Benefits of 3D printing for Automotive
- It offers designers a quick and cost-effective approach when developing products.
- It enables designers to make designs and modifications quickly.
- It offers a cheaper platform to customize parts.
- It helps produce highly complex parts such as car components like fine meshes, thin walls, and internal channels.
Aerospace
Since 3D printing creations are light but complex, they are used across the aerospace industry. Instead of building one part for different components, 3D allows one whole creation reducing material and time wastage.
Benefits of 3D printing for Aerospace
- Low-volume production - 3D printing is ideal in aerospace industries where complex parts are produced in small quantities. 3D printing technology enables the creation of complex parts without investing in expensive tooling. This gives the manufacturers a cost-effective way to produce small batches.
- Weight reduction - Other than engine performance and aerodynamics, weight is an important factor in designing aircraft. When you reduce the weight of a craft, you reduce its fuel consumption, payload, and carbon dioxide emission. 3D technology offers an ideal solution for creating light parts, therefore, saving on the fuel consumption.

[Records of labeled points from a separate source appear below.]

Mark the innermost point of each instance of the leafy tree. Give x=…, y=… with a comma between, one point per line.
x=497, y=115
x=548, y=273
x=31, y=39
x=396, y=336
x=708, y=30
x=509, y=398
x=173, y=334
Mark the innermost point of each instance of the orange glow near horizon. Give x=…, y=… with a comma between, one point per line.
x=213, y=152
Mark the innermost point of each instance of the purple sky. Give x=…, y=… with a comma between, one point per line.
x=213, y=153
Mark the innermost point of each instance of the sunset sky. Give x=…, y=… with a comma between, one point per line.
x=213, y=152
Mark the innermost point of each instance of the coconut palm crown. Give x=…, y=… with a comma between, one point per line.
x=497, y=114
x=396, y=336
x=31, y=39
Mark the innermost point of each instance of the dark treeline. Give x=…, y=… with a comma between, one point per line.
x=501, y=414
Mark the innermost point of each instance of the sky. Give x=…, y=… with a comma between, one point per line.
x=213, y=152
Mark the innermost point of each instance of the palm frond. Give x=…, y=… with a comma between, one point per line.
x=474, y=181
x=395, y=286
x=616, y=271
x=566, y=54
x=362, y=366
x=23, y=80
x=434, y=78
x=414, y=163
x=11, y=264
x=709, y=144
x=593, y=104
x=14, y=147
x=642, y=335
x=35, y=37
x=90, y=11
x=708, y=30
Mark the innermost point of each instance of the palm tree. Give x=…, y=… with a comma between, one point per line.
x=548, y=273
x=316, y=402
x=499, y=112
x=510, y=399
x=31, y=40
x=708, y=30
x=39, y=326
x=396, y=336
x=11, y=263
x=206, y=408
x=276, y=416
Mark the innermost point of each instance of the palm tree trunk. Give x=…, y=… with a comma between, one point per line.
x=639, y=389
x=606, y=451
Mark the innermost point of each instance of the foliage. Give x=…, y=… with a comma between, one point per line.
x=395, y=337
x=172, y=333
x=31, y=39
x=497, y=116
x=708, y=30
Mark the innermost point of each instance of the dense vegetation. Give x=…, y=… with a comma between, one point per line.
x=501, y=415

- Part consolidation - One major benefit of 3D printing is the ability to put together multiple parts to a single object. By reducing the number of parts required, you can reduce the time needed for assembling.
- Maintenance and repair - An aircraft has a 20-30 years lifespan, making maintenance a major function in the aerospace industry. In this industry, we make repairs by metal 3D printing.
Medical
The medical sector has also gained via 3D creations. For example, it is quick to make hearing aids from a digital file after matching it with the patient’s body. It reduces the costs and production times greatly.

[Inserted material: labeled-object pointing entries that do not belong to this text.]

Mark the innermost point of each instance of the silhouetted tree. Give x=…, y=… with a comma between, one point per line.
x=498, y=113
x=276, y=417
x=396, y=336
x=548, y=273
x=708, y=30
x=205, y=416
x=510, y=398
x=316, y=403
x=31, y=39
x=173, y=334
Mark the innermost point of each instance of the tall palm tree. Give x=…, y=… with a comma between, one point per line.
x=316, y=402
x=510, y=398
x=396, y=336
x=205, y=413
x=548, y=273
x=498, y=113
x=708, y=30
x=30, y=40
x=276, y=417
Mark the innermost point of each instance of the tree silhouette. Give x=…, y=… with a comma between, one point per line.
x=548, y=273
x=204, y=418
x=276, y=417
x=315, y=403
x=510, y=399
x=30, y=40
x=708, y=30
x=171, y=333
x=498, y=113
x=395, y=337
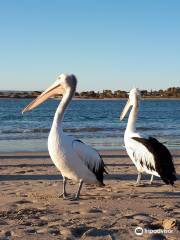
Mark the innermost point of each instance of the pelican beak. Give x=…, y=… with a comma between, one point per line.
x=125, y=110
x=54, y=89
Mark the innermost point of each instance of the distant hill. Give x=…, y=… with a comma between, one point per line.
x=172, y=92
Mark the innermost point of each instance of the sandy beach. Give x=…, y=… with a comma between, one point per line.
x=31, y=209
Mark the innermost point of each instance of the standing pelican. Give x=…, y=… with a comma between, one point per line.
x=147, y=153
x=74, y=159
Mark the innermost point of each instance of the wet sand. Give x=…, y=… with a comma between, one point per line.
x=31, y=209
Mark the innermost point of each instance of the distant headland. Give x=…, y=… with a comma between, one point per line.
x=172, y=92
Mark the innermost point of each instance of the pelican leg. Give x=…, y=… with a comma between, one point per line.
x=64, y=193
x=138, y=178
x=151, y=180
x=79, y=189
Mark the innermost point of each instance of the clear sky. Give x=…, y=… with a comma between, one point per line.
x=107, y=44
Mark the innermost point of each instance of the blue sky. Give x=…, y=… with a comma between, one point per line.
x=106, y=44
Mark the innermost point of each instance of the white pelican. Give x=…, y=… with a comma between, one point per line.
x=147, y=153
x=74, y=159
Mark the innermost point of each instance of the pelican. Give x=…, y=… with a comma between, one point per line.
x=73, y=158
x=146, y=152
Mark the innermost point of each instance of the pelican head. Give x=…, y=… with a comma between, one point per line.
x=62, y=84
x=134, y=96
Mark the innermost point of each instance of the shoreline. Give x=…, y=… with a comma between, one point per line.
x=101, y=99
x=30, y=206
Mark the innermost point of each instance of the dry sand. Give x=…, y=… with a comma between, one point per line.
x=30, y=207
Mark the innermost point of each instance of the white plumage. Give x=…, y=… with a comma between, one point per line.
x=147, y=153
x=74, y=159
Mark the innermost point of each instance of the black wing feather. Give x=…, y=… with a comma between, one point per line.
x=162, y=157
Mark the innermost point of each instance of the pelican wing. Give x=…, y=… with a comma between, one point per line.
x=157, y=158
x=142, y=155
x=91, y=158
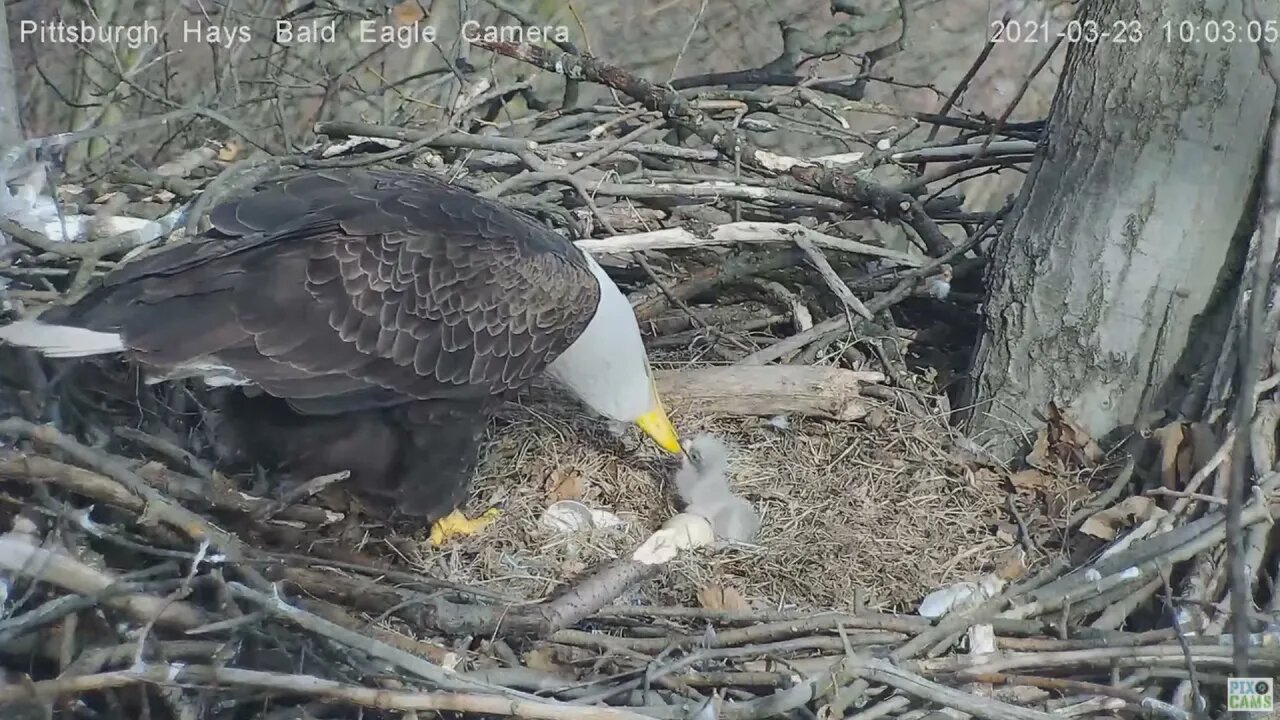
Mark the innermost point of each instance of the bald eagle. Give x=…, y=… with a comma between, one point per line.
x=373, y=291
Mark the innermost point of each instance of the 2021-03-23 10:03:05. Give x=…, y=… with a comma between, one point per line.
x=1136, y=31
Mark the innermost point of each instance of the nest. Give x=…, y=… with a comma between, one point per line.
x=897, y=573
x=853, y=515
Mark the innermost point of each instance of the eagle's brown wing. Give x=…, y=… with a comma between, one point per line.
x=355, y=288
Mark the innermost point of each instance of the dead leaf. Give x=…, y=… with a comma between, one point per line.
x=1029, y=479
x=1170, y=438
x=1063, y=445
x=229, y=151
x=721, y=597
x=1134, y=510
x=407, y=13
x=565, y=484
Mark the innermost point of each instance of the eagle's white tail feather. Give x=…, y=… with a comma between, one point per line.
x=60, y=341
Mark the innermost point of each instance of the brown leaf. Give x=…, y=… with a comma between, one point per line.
x=407, y=13
x=1134, y=510
x=543, y=659
x=229, y=151
x=1031, y=479
x=565, y=484
x=1011, y=564
x=1170, y=438
x=721, y=597
x=1063, y=445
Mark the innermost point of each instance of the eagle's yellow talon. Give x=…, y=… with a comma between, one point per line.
x=456, y=524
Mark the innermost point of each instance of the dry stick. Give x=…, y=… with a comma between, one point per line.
x=197, y=675
x=832, y=278
x=275, y=605
x=841, y=185
x=739, y=233
x=883, y=671
x=833, y=326
x=1251, y=358
x=965, y=80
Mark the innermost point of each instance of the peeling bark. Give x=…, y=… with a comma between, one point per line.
x=1125, y=227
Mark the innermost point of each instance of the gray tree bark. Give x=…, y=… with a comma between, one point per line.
x=10, y=127
x=1125, y=228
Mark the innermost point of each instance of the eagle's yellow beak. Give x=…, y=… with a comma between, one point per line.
x=657, y=425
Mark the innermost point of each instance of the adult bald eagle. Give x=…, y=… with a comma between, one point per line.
x=365, y=291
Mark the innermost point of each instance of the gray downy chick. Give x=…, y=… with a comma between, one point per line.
x=702, y=482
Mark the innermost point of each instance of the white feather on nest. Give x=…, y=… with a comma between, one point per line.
x=32, y=209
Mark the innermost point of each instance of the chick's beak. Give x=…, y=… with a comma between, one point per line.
x=657, y=425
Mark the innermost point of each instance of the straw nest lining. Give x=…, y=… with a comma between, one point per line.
x=853, y=513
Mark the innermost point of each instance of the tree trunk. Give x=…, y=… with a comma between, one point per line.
x=10, y=127
x=1125, y=227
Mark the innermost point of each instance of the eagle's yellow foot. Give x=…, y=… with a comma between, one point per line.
x=456, y=524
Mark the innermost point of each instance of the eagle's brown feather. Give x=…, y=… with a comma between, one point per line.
x=344, y=285
x=394, y=305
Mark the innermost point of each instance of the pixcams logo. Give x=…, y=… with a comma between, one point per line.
x=1248, y=695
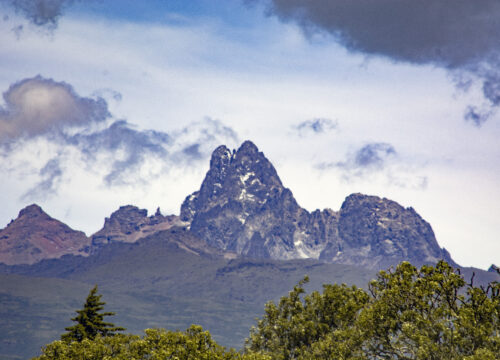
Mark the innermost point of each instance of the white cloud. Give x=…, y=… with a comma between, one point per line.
x=173, y=76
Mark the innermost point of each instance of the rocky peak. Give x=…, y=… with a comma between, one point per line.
x=129, y=224
x=242, y=206
x=379, y=232
x=494, y=269
x=32, y=211
x=34, y=236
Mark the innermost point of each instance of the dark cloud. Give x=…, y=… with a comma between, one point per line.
x=459, y=35
x=315, y=126
x=44, y=13
x=51, y=174
x=38, y=106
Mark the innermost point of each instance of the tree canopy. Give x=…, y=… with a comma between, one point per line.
x=407, y=313
x=430, y=313
x=156, y=344
x=90, y=320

The benefits of 3D printing for medical
- 3D printing technology has enhanced medical devices. Thanks to inexpensive, rapid prototyping, the manufacturers of medical devices can design new products in the market quickly.
- Personalized healthcare - 3D technology allows the creation of specific devices for patients. For instance, devices such as implants or prosthetics can be quicker than in traditional methods of manufacture.